Raku / atom-language

Atom/Github Raku Syntax Highlighting Support 🦋
Other
24 stars 11 forks source link

Invalid regexes as detected by GitHub's grammar compiler #99

Closed lildude closed 1 year ago

lildude commented 1 year ago

Describe what you see, what you want to see, and perhaps some linkage to docs, synopses, or irclog chatter.

👋 I'm the lead maintainer of the https://github.com/github/linguist library which is used for language detection and providing the syntax highlighting for languages on GitHub.com, and we use this grammar.

Our grammar compiler has found a problem with your grammar which I thought I'd let you know about.

- [ ] repository `vendor/grammars/atom-language-perl6` (from https://github.com/perl6/atom-language-perl6) (6 errors)
  - Invalid regex in grammar: `source.raku` (in `grammars/raku.cson`) contains a malformed regex (regex "`(?x) ( [\p{Digit}\p{Alpha}'\-_]+`...": unknown property name after \P or \p (at offset 16))
  - Invalid regex in grammar: `source.raku` (in `grammars/raku.cson`) contains a malformed regex (regex "`[\p{Digit}\p{Alpha}'\-_]+`": unknown property name after \P or \p (at offset 9))
  - Invalid regex in grammar: `source.raku` (in `grammars/raku.cson`) contains a malformed regex (regex "`(?x)(\$|@|%|&)(\.|\*|:|!|\^|~|`...": unknown property name after \P or \p (at offset 57))
  - Invalid regex in grammar: `source.raku` (in `grammars/raku.cson`) contains a malformed regex (regex "`(?x)(?<!\\)(\$|@|%|&)(?!\$)(`...": unknown property name after \P or \p (at offset 75))
  - Invalid regex in grammar: `source.raku` (in `grammars/raku.cson`) contains a malformed regex (regex "`(`": missing ) (at offset 1))
  - Invalid regex in grammar: `source.raku` (in `grammars/raku.cson`) contains a malformed regex (regex "`)`": unmatched parentheses (at offset 0))

GitHub uses PCRE instead of Ruby's Oniguruma regex engine for performance reasons which means some of your regexes aren't interpretted, in this case the \p character classes.

Example Code

N/A

Picture [optional]

Providing a picture means that if the issue is fixed and linguist updates to include the fix (linguist uses this package to highlight Raku on GitHub), your issue will remain historically viewable.

Leave this in. For internal use.

2colours commented 1 year ago

Hi @lildude ,

if I understand correctly, since this highlighter was designed with Oniguruma in mind, this is not really an issue with the content per se.

I'm fairly recent to take up on this topic so would you mind if I ask: how can one describe the same content with PCRE? If it's not possible, the change would have questionable value. Thanks.

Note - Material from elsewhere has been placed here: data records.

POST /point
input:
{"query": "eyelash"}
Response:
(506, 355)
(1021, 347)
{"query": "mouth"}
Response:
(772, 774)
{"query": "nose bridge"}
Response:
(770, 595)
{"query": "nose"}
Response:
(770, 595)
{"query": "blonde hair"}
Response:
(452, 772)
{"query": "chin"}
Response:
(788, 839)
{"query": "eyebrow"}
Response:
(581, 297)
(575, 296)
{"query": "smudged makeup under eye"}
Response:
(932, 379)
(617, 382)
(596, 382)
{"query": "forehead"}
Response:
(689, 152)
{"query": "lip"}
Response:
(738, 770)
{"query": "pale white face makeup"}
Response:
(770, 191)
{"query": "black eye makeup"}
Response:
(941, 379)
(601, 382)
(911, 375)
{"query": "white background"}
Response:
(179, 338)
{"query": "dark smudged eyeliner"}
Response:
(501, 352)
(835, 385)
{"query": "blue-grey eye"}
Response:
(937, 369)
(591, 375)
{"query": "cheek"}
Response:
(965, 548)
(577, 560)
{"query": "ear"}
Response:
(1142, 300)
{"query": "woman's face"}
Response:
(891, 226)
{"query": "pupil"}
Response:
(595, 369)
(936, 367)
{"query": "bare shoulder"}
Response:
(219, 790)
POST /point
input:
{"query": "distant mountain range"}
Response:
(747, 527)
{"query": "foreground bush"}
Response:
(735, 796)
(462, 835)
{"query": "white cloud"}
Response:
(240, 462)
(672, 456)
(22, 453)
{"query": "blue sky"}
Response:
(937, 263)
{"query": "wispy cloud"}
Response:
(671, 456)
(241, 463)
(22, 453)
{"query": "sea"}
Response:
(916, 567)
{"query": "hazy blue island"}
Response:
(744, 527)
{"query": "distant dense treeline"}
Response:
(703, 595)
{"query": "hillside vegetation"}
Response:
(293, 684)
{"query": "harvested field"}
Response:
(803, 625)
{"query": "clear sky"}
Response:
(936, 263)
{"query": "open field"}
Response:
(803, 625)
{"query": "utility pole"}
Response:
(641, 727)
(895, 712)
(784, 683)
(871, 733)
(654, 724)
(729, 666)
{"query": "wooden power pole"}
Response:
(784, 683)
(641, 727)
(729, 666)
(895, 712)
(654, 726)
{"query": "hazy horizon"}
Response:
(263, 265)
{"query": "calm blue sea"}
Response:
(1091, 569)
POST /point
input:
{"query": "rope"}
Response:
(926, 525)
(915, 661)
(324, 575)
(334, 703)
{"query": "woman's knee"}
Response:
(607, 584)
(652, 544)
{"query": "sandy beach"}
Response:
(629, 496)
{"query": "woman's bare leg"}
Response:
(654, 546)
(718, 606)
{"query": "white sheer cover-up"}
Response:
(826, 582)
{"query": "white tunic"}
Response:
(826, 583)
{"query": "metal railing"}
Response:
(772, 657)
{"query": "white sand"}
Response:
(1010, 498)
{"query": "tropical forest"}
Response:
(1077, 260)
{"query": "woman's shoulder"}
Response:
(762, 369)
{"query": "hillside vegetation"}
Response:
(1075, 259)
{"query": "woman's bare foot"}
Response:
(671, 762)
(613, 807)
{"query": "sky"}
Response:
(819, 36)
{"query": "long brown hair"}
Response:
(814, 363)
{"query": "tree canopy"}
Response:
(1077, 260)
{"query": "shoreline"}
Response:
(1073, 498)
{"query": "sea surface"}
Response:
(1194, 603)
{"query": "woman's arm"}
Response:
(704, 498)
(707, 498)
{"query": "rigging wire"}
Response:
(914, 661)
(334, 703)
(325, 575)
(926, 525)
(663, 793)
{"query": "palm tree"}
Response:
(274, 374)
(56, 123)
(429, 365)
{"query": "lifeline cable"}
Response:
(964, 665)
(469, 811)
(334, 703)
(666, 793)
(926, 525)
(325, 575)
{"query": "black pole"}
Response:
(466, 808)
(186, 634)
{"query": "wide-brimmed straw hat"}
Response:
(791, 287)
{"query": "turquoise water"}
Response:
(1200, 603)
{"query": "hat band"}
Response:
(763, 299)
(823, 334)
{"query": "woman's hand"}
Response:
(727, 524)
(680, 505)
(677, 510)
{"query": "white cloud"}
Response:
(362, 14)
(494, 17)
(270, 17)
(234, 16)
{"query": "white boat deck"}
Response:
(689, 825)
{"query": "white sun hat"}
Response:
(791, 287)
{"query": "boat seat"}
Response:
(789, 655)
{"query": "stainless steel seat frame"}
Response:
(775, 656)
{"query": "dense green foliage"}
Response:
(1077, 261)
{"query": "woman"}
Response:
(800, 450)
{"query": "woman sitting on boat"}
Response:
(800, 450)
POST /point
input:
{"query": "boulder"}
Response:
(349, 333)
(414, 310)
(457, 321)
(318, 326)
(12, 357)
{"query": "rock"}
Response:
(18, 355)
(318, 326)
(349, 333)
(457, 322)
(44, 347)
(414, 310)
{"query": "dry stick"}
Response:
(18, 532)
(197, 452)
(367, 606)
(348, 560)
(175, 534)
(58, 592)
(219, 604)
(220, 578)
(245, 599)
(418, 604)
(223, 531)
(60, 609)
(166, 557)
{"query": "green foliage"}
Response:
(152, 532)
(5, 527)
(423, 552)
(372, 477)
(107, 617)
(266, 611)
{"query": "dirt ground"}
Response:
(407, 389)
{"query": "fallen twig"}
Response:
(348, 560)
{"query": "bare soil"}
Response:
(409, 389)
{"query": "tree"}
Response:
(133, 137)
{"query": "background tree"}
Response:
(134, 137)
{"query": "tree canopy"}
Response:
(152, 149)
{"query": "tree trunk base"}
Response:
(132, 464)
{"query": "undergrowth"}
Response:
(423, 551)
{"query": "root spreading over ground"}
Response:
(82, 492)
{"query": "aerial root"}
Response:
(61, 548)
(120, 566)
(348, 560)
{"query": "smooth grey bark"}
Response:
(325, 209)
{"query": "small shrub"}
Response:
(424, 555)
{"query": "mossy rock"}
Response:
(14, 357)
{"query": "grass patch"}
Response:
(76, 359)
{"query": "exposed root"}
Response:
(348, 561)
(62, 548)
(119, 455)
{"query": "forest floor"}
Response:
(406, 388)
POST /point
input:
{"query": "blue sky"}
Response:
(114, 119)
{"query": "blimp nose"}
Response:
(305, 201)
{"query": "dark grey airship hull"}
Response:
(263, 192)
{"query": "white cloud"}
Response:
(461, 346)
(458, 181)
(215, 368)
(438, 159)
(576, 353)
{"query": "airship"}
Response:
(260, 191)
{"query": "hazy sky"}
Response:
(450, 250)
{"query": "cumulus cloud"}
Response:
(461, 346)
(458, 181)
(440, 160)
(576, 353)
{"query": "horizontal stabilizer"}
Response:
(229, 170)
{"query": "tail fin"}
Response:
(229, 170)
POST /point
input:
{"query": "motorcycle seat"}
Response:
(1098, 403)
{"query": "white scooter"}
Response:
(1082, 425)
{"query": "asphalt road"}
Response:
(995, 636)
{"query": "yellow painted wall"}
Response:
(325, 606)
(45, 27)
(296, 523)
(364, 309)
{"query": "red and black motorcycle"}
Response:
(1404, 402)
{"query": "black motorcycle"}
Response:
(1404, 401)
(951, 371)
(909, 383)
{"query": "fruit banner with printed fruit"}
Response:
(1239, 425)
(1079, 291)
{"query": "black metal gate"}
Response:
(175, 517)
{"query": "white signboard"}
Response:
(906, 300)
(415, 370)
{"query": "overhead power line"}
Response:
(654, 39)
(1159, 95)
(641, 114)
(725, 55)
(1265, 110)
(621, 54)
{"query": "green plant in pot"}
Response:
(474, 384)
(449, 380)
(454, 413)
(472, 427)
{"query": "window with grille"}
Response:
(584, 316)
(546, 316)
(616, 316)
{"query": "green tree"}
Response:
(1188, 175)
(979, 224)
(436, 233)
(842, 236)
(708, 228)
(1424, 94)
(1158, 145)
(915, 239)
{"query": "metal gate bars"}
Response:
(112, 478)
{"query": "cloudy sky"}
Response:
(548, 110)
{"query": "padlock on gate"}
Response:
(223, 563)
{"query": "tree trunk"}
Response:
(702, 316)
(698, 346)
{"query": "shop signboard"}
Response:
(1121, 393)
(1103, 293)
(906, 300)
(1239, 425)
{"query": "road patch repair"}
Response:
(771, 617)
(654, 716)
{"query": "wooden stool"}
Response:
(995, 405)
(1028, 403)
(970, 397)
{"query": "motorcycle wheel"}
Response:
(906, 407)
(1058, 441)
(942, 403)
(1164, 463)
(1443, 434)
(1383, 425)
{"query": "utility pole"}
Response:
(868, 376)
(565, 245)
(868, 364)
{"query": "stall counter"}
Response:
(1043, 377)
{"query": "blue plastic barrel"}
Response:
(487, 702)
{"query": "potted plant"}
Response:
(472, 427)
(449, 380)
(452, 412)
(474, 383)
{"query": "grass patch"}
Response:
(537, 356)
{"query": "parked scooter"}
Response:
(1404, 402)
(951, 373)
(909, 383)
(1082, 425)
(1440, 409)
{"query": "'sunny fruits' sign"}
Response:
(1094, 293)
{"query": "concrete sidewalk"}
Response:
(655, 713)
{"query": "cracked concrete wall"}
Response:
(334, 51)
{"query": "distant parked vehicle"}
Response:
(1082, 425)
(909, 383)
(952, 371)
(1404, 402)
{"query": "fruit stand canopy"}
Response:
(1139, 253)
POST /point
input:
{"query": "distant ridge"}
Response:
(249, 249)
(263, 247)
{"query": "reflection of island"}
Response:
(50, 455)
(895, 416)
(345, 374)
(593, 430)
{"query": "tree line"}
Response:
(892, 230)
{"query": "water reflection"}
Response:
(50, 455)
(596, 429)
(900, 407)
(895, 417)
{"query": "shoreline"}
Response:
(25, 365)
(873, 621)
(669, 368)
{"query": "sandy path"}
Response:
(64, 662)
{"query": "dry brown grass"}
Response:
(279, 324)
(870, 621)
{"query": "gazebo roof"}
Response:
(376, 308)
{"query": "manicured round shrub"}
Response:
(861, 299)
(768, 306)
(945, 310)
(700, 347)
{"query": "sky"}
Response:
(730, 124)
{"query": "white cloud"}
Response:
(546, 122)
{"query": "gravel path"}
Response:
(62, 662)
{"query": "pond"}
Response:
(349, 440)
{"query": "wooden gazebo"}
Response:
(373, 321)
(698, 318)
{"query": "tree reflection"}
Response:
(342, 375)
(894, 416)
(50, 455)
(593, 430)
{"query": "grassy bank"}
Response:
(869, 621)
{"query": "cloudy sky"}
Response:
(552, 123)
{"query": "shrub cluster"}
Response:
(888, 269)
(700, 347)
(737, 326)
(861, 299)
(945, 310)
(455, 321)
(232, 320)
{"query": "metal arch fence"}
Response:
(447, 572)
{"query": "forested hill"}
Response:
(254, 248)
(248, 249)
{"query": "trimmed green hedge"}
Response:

lildude commented 1 year ago

https://www.regular-expressions.info/unicode.html#category is a great resource for this.

2colours commented 1 year ago

A follow-up:

Alpha = L(etter) or M(ark) Digit = Nd (decimal number)

Hopefully they would work with Oniguruma as well; honestly, I had to look up what a mark approximately is in the first place. 😅

raiph commented 1 year ago

Anyone reading this, ignore the specifics listed in the opening comment. Instead, click Outstanding Grammar Issues to view the latest Raku errors, if any. At the time of writing this comment the file with errors in it has changed its name to raku.tmLanguage.json and it looks like there are just two errors:

I've PR'd an edit of the file that I think (not tested!) does the minimal change of the things Github is saying are invalid.

I'm actually suspicious the \p{Alpha} was a bit "off" because a simple interpretation of what I read it was suggests it would have picked up a sequence that begins with a mark rather than only marks that follow an initial letter. But I'm not going to investigate that right now.

2colours commented 1 year ago

https://github.com/Raku/atom-language/pull/103 is out now; hopefully we get to see the result of it soon.

2colours commented 1 year ago

https://github.com/github-linguist/linguist/issues/3924#issuecomment-1676993935 seems like we are good now, as far as the syntax goes. Closing this issue.

raiph commented 1 year ago

Ugh. It looks like I misinterpreted the column count of some of the error messages (the column count was ambiguously pointed at the t of \p{Digit} or \ of \p{Alpha} and I thought, it seems incorrectly, it was the latter) and I also didn't understand your comment about Nd (which ironically is why I took a look in the first place, in an attempt to understand what the error message and your comment might have meant).

Anyway, thanks for fixing that and shepherding this to a successful conclusion.